INGREDIENTS
- 2 tablespoons flax meal
- 1 cup oat flour*
- ¾ cup brown rice flour
- ½ cup coconut sugar
- ¼ cup cocoa powder
- ½ teaspoon baking powder
- ⅛ teaspoon salt
- 2 cups non-dairy milk or water (or a combination of both)
- 1½ teaspoons vanilla extract
- 1 10-ounce container Simple Mills Organic Vanilla Frosting
- ¼-1/2 cup dark chocolate chips
- Optional toppings: fruit, walnuts, dark chocolate chips
INSTRUCTIONS
- In a small bowl, add flax meal and 5 tablespoons water. Set aside for 10 minutes.
- In a large bowl, add oat flour, brown rice flour, coconut sugar, cocoa powder, baking powder and salt. Stir to combine.
- Add flax meal mixture, non-dairy milk and vanilla. Whisk until the batter is smooth. Let it sit for at least 5 minutes.
- Heat a nonstick medium skillet over low-medium heat. Pour about ¼ cup of the batter onto the pan; swirl the pan around to form the batter into a thin crepe. Cook for 1-2 minutes on one side, then flip. Cook for another minute. Repeat with the rest of the batter.
- To form the cake, place one crepe on a flat surface, spread on a thin layer of icing, then top with another crepe. Repeat with all of the crepes.

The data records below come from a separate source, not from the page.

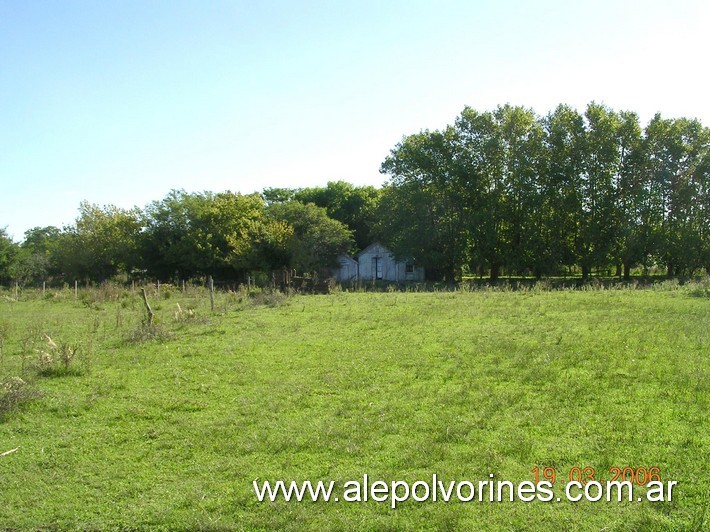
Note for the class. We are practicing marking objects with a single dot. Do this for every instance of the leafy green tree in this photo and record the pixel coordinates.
(314, 240)
(423, 214)
(36, 260)
(351, 205)
(677, 160)
(102, 242)
(560, 187)
(195, 234)
(8, 251)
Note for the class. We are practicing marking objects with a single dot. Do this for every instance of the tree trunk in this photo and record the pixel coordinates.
(585, 272)
(627, 271)
(495, 272)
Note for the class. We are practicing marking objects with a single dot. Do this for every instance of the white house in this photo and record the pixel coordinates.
(375, 263)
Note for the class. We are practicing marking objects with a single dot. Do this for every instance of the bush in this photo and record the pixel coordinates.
(14, 392)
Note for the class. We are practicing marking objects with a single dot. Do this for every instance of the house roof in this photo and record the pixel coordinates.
(363, 251)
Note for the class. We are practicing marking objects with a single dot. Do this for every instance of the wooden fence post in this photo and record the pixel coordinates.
(211, 283)
(149, 310)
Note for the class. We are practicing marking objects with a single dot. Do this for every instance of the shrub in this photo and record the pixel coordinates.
(13, 393)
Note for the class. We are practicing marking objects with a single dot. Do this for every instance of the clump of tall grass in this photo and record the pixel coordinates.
(14, 392)
(57, 359)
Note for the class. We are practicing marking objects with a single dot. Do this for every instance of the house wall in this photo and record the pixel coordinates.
(377, 258)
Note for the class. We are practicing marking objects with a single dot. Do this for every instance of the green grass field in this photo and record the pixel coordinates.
(169, 432)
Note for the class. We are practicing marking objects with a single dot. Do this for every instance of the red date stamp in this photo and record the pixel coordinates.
(636, 475)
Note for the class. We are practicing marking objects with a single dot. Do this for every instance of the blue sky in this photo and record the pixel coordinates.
(120, 102)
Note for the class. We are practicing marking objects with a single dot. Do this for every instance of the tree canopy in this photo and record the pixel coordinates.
(496, 192)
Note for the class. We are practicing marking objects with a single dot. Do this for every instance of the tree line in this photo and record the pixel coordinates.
(502, 191)
(508, 190)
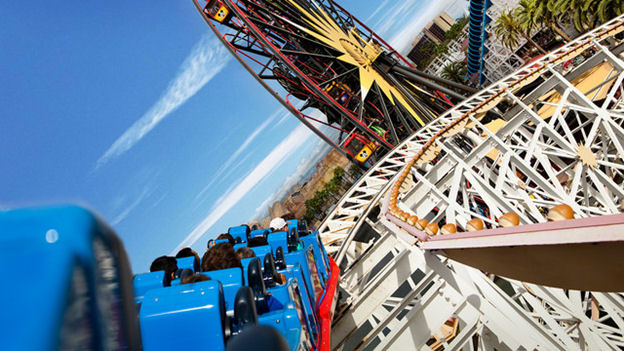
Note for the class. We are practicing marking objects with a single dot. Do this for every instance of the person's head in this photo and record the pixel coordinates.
(187, 252)
(220, 256)
(278, 224)
(257, 241)
(227, 236)
(195, 278)
(164, 263)
(245, 252)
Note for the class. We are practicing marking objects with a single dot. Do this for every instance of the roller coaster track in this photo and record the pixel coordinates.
(424, 145)
(561, 140)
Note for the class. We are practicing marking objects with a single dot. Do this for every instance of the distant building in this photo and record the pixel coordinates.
(488, 59)
(454, 53)
(434, 33)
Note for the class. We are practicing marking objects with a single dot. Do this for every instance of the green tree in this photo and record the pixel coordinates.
(508, 30)
(579, 12)
(533, 14)
(605, 10)
(455, 71)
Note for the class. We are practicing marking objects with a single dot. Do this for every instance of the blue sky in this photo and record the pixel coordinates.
(133, 109)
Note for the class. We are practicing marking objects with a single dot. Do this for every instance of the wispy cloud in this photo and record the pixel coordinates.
(279, 154)
(207, 58)
(228, 163)
(402, 21)
(304, 166)
(147, 191)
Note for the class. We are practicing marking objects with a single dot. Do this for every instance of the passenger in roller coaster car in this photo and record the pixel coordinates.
(188, 252)
(278, 224)
(220, 256)
(227, 236)
(257, 241)
(245, 252)
(165, 263)
(217, 10)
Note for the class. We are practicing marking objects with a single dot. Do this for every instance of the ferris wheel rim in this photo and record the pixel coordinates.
(318, 90)
(286, 104)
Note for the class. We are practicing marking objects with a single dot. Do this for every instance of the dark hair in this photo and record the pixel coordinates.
(195, 278)
(226, 236)
(220, 256)
(257, 241)
(185, 252)
(164, 263)
(245, 252)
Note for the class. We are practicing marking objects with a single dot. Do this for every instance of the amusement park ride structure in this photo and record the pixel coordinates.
(331, 71)
(544, 136)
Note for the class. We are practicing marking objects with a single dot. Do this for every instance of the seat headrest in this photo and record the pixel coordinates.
(256, 282)
(280, 261)
(245, 314)
(183, 273)
(241, 232)
(190, 262)
(270, 272)
(293, 239)
(259, 338)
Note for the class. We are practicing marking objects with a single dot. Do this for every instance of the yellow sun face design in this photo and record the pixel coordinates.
(325, 29)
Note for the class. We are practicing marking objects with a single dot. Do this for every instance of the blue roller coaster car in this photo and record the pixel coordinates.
(70, 286)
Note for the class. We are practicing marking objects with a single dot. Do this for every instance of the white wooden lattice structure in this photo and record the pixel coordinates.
(560, 141)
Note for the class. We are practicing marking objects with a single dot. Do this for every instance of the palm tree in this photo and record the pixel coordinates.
(455, 71)
(606, 9)
(507, 31)
(533, 14)
(579, 12)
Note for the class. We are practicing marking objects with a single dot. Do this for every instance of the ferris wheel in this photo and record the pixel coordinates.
(332, 72)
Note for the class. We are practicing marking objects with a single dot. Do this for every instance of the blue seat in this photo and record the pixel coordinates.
(145, 282)
(307, 296)
(322, 265)
(290, 322)
(260, 251)
(238, 246)
(190, 316)
(260, 232)
(293, 240)
(278, 239)
(239, 233)
(305, 259)
(231, 279)
(188, 263)
(245, 263)
(72, 255)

- In a small bowl, add chocolate chips. Melt in the microwave in 30-second intervals until the chocolate is completely smooth. Drizzle over the crepe cake.
- Top with optional toppings like blueberries, chopped nuts and chocolate chips.
NOTES
To make your own oat flour, simply blend rolled oats in a blender or food processor until a flour forms.